When you find a suitable opening like Data Science Lead - AML Risk at Wise, make sure to apply directly through our website. It gives you an edge and shows you're keen to join our team. Plus, who doesn’t love a direct application? It’s easier than navigating through job boards!

We think you need these skills to ace Data Science Lead - AML Risk in Bristol

Machine Learning
Python
Statistical Analysis
Unsupervised Learning
Supervised Learning
GenAI
Performance Testing

Some tips for your application 🫡

Show Off Your Projects:In the world of data science, your projects can speak volumes about your skills. Make sure to showcase a few key projects in your CV or portfolio, especially those that highlight your ability to work with data sets, build models, or use relevant tools like Python, R, or SQL. Don’t forget to include links to any GitHub repositories if applicable!

Quantify Your Achievements:Employers love numbers!

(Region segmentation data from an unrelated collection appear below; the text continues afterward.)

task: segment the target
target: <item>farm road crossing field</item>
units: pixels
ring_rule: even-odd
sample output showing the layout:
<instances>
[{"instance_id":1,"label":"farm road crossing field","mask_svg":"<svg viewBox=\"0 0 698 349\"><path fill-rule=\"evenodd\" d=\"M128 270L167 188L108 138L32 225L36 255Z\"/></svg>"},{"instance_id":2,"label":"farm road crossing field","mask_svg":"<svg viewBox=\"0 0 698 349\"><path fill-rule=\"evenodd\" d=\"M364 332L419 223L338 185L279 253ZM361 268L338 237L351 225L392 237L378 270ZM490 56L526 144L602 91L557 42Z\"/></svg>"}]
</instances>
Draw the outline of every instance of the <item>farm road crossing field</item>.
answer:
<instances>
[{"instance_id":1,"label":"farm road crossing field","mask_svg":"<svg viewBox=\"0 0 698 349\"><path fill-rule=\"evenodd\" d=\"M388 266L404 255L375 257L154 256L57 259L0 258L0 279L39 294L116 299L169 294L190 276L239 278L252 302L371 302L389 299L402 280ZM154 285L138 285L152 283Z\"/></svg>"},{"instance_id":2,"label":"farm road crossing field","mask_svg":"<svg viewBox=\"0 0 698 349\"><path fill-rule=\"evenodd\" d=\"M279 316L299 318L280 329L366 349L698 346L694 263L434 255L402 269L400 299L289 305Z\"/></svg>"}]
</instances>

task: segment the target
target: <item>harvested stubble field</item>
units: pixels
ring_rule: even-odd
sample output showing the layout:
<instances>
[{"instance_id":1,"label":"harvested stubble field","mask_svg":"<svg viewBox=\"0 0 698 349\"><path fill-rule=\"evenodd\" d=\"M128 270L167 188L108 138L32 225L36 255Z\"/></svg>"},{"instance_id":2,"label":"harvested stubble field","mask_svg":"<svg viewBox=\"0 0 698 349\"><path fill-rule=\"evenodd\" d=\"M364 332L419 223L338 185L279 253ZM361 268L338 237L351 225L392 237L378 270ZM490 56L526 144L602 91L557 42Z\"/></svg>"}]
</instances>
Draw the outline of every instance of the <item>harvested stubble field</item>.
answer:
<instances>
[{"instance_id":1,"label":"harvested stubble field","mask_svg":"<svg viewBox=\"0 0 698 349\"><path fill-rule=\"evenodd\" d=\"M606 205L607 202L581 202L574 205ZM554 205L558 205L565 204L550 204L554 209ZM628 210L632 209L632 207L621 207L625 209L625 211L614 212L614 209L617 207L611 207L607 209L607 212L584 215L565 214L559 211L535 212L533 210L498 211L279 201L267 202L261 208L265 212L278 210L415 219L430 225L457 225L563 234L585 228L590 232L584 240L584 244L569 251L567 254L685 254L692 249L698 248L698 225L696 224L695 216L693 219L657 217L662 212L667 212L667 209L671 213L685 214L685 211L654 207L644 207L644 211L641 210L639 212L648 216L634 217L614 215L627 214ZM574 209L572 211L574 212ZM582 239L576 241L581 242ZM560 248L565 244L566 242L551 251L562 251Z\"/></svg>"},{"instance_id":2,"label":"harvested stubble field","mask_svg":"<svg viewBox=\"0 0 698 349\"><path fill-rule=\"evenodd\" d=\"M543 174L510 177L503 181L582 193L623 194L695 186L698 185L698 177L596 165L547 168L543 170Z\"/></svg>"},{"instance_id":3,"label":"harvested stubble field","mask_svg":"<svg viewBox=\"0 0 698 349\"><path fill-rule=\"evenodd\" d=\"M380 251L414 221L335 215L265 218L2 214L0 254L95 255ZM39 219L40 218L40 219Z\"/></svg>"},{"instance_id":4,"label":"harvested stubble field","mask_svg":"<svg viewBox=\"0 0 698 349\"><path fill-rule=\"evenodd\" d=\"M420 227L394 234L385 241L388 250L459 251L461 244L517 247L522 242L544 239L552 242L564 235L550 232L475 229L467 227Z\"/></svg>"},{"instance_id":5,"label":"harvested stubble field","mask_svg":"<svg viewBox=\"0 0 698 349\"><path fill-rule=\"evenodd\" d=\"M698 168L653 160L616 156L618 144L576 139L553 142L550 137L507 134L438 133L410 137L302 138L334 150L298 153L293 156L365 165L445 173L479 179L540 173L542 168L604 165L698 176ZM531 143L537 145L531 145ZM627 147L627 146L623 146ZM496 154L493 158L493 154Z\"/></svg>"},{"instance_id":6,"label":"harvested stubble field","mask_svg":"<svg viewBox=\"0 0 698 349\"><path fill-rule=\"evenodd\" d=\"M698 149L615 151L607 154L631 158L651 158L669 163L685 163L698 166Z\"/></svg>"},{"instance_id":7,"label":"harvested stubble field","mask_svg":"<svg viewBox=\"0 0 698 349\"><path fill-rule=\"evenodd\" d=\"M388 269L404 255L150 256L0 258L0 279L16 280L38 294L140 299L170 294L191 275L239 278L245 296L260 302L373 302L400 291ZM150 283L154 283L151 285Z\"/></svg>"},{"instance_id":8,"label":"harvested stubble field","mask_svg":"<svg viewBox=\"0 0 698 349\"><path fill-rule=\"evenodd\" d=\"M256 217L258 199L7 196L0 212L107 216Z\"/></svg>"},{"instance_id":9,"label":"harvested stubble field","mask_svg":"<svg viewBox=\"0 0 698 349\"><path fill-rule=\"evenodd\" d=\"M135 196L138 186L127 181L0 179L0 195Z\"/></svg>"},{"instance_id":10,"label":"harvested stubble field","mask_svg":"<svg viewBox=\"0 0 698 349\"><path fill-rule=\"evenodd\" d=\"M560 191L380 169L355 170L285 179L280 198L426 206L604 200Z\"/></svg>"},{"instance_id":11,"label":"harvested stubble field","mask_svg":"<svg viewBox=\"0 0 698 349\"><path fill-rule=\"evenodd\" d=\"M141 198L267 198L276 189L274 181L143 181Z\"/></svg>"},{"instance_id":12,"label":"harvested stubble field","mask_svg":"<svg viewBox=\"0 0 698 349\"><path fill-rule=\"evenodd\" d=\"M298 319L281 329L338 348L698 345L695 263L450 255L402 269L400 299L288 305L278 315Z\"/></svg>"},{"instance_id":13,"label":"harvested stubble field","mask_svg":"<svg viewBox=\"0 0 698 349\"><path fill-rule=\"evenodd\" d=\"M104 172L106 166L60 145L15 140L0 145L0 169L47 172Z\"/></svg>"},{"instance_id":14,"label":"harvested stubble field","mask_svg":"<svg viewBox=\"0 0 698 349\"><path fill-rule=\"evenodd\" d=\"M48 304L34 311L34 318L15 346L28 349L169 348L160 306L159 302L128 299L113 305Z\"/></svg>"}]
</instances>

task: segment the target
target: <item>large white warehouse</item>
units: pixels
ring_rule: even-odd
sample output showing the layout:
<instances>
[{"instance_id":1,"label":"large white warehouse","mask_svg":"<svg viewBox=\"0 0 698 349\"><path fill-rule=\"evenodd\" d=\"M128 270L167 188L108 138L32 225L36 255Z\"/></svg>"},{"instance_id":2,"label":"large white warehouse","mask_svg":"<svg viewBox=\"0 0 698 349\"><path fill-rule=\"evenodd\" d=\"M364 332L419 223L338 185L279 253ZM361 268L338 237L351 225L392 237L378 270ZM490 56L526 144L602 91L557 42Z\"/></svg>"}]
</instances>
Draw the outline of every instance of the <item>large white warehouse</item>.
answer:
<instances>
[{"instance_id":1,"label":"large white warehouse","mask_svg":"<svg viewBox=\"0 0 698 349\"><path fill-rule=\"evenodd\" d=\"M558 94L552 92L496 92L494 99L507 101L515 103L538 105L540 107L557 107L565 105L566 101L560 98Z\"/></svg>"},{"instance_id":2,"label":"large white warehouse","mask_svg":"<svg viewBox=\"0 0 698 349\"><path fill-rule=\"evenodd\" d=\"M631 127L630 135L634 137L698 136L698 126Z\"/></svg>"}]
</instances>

When drafting your CV, highlight your achievements with quantifiable results. For instance, mention how your data analysis led to a certain percentage increase in efficiency or revenue at a previous job or project. These details can really make your application pop!

Craft a Tailored Cover Letter:For a full-time role at Wise, your cover letter should reflect your passion for data science and your excitement about the specific projects or values of the company. Dive into why you’re a good fit, how your skills align with their needs, and any unique perspectives you can bring to the team.

Stand Out with Relevant Courses and Certifications:Although experience talks, relevant courses or certifications can be your ticket to impressing hiring managers at Wise. Mention any standout courses you've completed that equipped you with essential skills, such as machine learning certifications or data visualisation courses. This shows your commitment to continuously developing your skills in the field!

How to prepare for a job interview at Wise

Brush Up on Your Statistics

For a data science role, we need to seriously sharpen our statistics skills. Get ready to tackle technical questions on probability distributions, hypothesis testing, and regression analysis. These are often the bread and butter of data science interviews, so don't just skim over them!

Showcase Your Projects

Prepare a killer portfolio showcasing your data science projects. We should include details about the datasets used, the tools and techniques applied, and the impact of your findings. If we can walk them through a particularly challenging project or a cool visualisation that had real-world implications, it’ll really make us stand out!

Get Comfortable with Python and R

Most data science positions require us to be proficient in programming languages like Python and R. We should practice common libraries like pandas, NumPy, and scikit-learn, and be ready for live coding exercises or algorithm questions. Showing off our coding chops can really impress the interviewers at Wise!

Prepare for Case Studies

Expect to encounter real-world case studies during the interview. We might be asked how we’d approach a data problem or analyse a dataset to extract insights. It's essential to think out loud and demonstrate our problem-solving process so that the interviewer can see our logical thinking in action.